KPMG Australia has today released a report on what motivates retail shareholders in the context of declining trust in corporate businesses: Shareholder values: Shareholder values.
The report notes that while the desire for better transparency and higher standards of honesty is well-established when it comes to customers, regulators and institutional investors, this new research confirms the desire is acute among retails investors as well.
Ethics over returns
1,510 active shareholders were surveyed between March and April 2019. According to the report, the majority of Australian retail investors would accept lower financial returns if it meant companies they invested in always behaved ethically towards customers, employees, and community.
An even higher number of those surveyed rated reputation ahead of recent dividends when deciding which company to invest in.
As reported in my blog article: Companies behaving badly – Product safety, in a speech last year, Chair of the Australian Competition and Consumer Commission, Rod Sims, said that companies often pursue maximum shareholder returns at the expense of their customers. Mr Sims said this approach too often results in behaviour that sees the customers of companies lose out, and that the incentives to behave this way currently often outweigh the incentive to put the customer first.
KPMG’s findings now give rise to a questioning of that approach. Regular shareholders reward companies that do the right thing by customers.
Consumer product safety
Ethical corporate behaviour in the consumer sector includes supplying only safe products.
Mr Sims cited numerous product safety cases undertaken by the ACCC and its state counterparts in which unsafe products had been sold and/or not effectively recalled. These include Daiso, Thermomix, Samsung and Woolworths. He pointed out that “the list includes well known and respected major Australian companies who have admitted, or been found, to have breached our consumer [product safety] laws. These same companies regularly proclaim they put their customers first”.
Unsafe products can injure and kill people – users and bystanders, young and old. It is companies – manufacturers, importers, retailers – that have the power to maximise the safety of their products. A well-designed product will address injury risk by taking into account the potential uses of the product and eliminating or minimising the hazards.
An ethical company will also have in place responsive customer feedback mechanisms and a proactive product recall system.
Generational shift and gender balance
The KPMG report found that young investors (under 30 years of age) are more likely to care about ‘trust’ factors (such as environment, ethics, values, good treatment of employees) in their investment decisions.
The report also found that female investors place a higher premium on ethical behaviour, noting that women are more often engaged in the community.
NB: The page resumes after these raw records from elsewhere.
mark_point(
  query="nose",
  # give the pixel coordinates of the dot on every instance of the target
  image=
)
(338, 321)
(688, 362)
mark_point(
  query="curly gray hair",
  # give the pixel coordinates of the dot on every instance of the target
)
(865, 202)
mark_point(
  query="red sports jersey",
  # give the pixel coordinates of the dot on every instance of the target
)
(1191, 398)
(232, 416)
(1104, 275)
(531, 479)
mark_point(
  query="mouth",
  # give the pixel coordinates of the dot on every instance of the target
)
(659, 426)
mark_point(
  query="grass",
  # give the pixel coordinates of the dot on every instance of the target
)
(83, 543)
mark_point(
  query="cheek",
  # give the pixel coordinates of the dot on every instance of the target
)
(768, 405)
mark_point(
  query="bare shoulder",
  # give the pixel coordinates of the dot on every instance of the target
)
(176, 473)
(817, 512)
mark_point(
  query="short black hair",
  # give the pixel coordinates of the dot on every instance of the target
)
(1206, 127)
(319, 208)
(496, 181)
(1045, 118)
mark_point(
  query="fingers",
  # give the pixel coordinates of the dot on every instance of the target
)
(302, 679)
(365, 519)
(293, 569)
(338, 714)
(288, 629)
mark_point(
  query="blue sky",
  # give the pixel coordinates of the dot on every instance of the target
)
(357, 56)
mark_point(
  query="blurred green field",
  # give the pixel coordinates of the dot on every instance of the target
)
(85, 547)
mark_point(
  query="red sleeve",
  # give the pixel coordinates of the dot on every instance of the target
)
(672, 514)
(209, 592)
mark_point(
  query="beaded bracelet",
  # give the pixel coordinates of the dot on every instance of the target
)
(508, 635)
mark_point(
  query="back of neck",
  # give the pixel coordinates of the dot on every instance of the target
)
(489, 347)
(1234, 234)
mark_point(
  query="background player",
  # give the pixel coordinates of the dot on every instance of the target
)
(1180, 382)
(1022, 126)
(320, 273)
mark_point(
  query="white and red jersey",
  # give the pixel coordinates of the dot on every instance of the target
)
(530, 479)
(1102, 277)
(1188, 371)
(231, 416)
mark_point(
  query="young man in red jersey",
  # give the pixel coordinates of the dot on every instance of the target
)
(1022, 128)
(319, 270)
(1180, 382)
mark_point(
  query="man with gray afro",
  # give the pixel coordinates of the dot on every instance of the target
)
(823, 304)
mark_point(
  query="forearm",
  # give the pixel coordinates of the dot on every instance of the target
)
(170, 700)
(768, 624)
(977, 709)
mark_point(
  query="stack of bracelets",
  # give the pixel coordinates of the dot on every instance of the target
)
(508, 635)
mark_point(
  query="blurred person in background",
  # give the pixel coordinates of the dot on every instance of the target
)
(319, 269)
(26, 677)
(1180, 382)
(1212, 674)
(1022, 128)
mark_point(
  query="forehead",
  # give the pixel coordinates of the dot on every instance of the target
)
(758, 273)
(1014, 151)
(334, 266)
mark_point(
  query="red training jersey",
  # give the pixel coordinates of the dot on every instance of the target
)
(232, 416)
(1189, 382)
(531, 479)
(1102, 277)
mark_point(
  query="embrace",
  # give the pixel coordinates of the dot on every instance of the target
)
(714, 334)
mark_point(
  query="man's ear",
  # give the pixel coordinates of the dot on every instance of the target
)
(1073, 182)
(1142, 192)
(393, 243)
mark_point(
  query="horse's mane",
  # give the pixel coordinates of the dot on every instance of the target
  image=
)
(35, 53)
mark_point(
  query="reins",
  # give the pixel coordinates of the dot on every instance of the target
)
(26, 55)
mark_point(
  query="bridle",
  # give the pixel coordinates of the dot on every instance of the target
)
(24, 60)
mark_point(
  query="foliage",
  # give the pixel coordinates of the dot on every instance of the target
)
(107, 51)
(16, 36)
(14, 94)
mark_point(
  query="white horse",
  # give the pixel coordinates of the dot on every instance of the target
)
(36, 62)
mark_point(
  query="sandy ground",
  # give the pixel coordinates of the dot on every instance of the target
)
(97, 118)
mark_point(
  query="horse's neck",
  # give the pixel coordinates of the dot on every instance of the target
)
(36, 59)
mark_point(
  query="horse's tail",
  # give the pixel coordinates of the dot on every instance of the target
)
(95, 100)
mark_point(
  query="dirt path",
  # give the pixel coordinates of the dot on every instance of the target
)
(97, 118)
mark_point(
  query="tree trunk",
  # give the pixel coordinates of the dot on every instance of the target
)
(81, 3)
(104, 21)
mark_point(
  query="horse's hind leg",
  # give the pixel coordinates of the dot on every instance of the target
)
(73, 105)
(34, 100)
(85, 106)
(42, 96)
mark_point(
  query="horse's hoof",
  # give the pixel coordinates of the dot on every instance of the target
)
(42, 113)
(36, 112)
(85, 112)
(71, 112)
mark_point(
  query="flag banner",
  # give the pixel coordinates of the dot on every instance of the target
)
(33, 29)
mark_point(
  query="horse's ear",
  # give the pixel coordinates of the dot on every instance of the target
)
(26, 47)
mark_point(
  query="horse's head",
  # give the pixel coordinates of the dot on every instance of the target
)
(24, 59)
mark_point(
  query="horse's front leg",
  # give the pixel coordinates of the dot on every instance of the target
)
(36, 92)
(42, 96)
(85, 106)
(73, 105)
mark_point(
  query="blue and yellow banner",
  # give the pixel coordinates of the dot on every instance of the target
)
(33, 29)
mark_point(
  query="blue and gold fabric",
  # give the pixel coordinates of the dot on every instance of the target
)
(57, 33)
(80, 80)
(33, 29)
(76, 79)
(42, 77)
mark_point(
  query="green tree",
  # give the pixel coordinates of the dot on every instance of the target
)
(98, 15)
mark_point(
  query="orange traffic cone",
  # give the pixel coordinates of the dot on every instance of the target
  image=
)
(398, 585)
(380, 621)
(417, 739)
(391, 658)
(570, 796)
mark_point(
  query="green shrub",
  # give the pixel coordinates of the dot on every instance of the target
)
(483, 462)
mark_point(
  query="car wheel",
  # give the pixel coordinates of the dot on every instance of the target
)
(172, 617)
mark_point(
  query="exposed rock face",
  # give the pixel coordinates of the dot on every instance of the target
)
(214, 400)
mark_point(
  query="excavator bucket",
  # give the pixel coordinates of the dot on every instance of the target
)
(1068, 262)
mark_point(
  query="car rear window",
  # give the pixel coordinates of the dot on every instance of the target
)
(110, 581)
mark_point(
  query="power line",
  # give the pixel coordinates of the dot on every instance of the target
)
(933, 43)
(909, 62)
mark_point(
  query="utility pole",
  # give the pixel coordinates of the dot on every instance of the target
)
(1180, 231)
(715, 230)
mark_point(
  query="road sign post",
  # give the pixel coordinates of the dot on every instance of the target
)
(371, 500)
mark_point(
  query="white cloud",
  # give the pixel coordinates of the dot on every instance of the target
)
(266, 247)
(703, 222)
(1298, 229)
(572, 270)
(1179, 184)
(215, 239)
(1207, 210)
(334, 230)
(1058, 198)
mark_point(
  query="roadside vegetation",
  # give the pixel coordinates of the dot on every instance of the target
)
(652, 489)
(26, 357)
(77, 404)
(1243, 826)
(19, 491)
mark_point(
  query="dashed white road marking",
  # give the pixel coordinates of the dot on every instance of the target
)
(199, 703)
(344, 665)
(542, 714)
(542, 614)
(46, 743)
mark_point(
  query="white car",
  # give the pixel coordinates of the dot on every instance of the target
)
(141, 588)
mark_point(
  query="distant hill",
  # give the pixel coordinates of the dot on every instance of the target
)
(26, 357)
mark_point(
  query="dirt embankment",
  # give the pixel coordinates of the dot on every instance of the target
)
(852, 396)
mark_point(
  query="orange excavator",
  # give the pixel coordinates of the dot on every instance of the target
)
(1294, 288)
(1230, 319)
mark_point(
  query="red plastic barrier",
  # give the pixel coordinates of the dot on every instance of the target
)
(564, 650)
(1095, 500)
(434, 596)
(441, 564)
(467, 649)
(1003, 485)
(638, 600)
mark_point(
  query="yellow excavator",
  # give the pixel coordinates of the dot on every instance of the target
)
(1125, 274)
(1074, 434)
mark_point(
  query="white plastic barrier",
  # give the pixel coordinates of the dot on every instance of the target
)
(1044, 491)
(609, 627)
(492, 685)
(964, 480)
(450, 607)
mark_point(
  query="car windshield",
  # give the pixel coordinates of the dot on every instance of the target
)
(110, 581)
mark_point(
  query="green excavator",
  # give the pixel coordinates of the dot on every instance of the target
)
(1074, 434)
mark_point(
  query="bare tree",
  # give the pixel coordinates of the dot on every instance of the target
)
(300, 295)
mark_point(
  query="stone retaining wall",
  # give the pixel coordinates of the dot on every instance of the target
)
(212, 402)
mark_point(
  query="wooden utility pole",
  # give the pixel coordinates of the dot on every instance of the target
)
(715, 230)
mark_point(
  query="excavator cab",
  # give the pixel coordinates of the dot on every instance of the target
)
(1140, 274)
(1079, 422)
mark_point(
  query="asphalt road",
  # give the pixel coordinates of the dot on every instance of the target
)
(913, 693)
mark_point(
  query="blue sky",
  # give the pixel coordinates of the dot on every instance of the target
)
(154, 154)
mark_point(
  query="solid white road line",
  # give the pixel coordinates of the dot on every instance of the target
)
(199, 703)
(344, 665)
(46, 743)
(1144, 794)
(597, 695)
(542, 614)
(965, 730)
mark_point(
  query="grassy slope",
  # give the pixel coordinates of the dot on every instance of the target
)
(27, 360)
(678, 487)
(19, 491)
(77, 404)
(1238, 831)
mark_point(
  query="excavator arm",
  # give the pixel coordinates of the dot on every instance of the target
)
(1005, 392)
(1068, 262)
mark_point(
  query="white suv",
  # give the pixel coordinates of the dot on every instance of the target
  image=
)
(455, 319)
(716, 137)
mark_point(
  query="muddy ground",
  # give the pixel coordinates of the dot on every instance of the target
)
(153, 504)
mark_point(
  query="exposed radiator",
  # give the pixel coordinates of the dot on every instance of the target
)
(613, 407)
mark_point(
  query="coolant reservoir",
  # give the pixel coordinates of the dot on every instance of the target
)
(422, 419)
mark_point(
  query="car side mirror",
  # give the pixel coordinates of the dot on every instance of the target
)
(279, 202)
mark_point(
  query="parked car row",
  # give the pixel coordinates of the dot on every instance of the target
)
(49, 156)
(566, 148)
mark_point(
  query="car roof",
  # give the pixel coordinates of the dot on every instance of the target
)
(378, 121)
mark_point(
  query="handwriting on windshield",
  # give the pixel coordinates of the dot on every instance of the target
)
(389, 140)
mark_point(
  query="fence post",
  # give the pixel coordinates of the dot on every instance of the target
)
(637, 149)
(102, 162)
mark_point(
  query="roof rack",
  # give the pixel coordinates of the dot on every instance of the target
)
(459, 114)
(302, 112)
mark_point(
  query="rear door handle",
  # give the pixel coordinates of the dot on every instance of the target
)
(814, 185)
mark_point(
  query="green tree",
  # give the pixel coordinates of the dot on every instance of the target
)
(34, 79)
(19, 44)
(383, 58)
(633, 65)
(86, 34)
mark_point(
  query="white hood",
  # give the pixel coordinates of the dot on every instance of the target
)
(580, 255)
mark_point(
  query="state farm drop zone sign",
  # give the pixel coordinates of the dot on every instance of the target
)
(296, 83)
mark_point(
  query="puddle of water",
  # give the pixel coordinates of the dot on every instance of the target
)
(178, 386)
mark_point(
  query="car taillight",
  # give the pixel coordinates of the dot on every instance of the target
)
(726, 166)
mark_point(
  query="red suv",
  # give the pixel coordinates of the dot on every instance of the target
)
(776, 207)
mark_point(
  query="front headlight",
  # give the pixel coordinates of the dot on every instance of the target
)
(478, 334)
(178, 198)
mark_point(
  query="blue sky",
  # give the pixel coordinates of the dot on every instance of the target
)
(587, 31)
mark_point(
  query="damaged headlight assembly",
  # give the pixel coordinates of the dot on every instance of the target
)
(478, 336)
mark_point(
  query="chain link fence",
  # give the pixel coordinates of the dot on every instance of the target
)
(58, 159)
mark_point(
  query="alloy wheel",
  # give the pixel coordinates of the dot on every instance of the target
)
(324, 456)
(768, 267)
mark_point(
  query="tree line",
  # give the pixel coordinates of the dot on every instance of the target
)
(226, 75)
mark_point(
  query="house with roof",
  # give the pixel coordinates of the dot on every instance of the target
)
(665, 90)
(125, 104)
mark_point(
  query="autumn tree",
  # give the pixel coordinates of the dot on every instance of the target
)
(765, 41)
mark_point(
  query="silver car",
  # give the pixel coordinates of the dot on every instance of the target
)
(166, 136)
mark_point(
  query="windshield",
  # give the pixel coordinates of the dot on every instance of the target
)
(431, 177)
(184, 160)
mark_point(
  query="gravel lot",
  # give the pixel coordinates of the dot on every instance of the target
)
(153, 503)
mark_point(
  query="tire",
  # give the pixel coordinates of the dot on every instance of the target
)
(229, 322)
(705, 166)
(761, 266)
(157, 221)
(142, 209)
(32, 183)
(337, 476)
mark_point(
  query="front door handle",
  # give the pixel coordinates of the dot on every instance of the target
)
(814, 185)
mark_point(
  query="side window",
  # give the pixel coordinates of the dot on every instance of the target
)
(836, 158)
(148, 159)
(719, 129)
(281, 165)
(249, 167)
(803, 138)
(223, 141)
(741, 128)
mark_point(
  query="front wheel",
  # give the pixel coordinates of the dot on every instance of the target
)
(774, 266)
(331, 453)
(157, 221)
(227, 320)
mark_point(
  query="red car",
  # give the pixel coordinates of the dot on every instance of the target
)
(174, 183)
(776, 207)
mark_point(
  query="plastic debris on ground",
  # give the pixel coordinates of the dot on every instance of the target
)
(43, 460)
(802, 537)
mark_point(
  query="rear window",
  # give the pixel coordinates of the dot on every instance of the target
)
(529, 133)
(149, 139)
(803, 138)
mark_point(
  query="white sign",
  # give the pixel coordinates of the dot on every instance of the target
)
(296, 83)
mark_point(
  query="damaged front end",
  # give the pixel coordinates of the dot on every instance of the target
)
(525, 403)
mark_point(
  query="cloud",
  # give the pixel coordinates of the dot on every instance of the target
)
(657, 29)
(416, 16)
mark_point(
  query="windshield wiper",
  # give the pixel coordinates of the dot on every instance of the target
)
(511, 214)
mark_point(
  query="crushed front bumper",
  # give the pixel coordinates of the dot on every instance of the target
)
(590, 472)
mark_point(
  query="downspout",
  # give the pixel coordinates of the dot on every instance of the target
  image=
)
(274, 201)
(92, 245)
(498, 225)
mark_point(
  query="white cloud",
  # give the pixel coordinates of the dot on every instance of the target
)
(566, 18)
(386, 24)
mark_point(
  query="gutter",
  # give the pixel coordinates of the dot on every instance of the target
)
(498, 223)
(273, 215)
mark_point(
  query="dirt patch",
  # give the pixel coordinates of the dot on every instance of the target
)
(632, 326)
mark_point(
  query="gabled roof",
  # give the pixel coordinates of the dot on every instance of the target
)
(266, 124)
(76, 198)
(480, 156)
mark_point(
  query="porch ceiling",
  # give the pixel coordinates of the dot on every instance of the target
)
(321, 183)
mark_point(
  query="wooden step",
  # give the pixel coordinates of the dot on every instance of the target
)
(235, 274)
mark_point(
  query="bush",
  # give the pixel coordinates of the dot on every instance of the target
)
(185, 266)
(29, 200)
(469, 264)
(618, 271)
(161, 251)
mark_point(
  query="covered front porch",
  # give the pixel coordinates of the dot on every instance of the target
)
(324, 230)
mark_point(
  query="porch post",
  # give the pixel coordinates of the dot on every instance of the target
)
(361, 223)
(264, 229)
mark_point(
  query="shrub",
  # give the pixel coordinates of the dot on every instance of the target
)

As women do 70-80% of all consumer purchasing, this may also have a bearing..
It appears the writing is on the wall for all companies. What some might have tried to get away with in the past will increasingly be punished by shareholders and the broader community.
Enforcement of product safety regulations is still necessary. As Mr Sims said, bad behaviour by a company can undermine its brand reputation. “Poor behaviour must be visible to the consumer. Generally speaking, consumers are oblivious to misconduct unless they are directly affected by it. Further, misleading behaviour [and often unsafe products] by their nature are hard for consumers to detect. The greater the likelihood that bad behaviour will be exposed and made public, the more companies will do to guard against such behaviours.”
Enforcement is often the best way to expose poor product safety practice.
In February this year the Australian Stock Exchange released a new edition of its Corporate Governance Principles and Recommendations. One of the key principles is for companies to instil a culture of acting lawfully, ethically and responsibly. It notes that both investors and the broader community expect this of companies.
The findings of the KPMG shareholder values report adds yet another voice that should compel corporate boards and management to act ethically. The report bears out the idea that most shareholders do not seek profit over ethics, and that behaving responsibly to the community can have a positive impact on the bottom line.